Betting Tips: If we look at the home Nations on their respective tours, England, Ireland, Wales and Scotland, there is certainly money to be made in terms of series head-to-head scores.

England: I genuinely believe England has what it takes to go to Australia and win the series, but it will be close. I would have England to win 2-1.

Ireland: Ireland has been plagued by injuries from the Pro-12 final on the weekend, and coming up against a formidable South African team they are going to struggle. The matches will be close but I feel that it’s going to be a 3-0 series win for the Springboks.

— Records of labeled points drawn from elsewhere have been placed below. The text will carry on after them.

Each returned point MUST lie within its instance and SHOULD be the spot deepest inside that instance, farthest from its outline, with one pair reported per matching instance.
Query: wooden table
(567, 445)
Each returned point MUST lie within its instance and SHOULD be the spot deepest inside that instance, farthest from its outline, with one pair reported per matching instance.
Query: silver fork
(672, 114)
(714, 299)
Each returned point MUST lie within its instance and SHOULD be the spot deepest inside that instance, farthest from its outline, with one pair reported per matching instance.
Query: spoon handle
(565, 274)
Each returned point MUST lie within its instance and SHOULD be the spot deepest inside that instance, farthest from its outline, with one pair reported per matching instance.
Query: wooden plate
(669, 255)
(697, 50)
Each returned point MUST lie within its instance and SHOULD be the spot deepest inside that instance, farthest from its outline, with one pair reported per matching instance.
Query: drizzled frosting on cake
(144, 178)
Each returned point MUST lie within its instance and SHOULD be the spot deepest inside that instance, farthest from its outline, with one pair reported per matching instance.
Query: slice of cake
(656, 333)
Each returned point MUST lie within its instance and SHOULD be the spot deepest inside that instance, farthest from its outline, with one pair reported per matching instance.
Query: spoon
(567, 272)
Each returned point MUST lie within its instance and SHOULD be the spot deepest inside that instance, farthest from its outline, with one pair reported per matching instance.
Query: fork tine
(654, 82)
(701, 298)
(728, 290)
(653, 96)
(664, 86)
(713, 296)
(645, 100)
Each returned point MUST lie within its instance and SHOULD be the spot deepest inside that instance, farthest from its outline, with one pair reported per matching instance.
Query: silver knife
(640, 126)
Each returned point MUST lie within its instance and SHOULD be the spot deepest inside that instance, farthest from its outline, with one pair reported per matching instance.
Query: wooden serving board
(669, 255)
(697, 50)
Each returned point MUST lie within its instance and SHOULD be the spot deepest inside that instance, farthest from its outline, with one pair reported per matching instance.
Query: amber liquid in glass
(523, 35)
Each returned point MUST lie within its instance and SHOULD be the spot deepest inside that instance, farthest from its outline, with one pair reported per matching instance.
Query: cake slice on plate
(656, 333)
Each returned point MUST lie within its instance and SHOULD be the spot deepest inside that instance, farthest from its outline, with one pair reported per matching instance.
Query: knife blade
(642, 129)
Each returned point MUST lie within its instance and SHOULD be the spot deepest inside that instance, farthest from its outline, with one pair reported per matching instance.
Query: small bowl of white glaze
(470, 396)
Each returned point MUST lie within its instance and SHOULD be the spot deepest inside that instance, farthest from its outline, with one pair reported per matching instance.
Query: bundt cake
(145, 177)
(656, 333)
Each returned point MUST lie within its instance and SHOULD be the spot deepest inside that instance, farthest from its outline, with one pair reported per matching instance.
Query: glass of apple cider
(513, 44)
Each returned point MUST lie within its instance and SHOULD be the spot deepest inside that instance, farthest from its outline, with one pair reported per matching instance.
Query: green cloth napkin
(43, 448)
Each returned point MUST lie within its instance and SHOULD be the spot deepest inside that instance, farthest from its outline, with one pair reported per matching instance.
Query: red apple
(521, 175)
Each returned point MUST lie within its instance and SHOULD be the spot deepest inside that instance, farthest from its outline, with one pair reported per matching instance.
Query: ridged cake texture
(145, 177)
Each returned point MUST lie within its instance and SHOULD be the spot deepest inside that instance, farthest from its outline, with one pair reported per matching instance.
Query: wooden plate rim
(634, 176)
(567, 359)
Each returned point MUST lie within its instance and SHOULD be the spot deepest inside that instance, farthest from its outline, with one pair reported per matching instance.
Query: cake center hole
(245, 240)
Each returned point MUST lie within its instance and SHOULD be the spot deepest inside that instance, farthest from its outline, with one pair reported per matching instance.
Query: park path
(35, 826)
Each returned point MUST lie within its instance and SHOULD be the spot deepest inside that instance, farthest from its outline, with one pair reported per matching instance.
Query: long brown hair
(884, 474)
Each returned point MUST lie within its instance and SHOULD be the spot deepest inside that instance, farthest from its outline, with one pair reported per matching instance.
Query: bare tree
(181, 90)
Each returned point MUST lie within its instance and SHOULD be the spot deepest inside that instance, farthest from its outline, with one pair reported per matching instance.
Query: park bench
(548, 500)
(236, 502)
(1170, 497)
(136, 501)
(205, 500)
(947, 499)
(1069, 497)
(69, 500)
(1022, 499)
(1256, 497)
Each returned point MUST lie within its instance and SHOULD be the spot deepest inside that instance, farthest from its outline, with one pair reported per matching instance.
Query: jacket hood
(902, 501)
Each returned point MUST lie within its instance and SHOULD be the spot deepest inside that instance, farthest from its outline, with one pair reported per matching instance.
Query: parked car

Wales: Wales had an indifferent Six Nations and after their somewhat plateaued performance against Wales on Saturday a tour of New Zealand is potentially the last thing they need. New Zealand will win the series 3-0 and for me it will be with relative comfort.

Scotland: Scotland have two tests against Japan this June, and with the Cherry Blossoms having come off their best World Cup showing, and as newly crowned Asian Champions, Vern Cotter’s men will have their work cut out. I believe that ultimately, given the talent Scotland have at their disposal, Scotland will win both the tests, 2-0. It wouldn’t surprise me, however, if both teams shared the spoils and the series was drawn.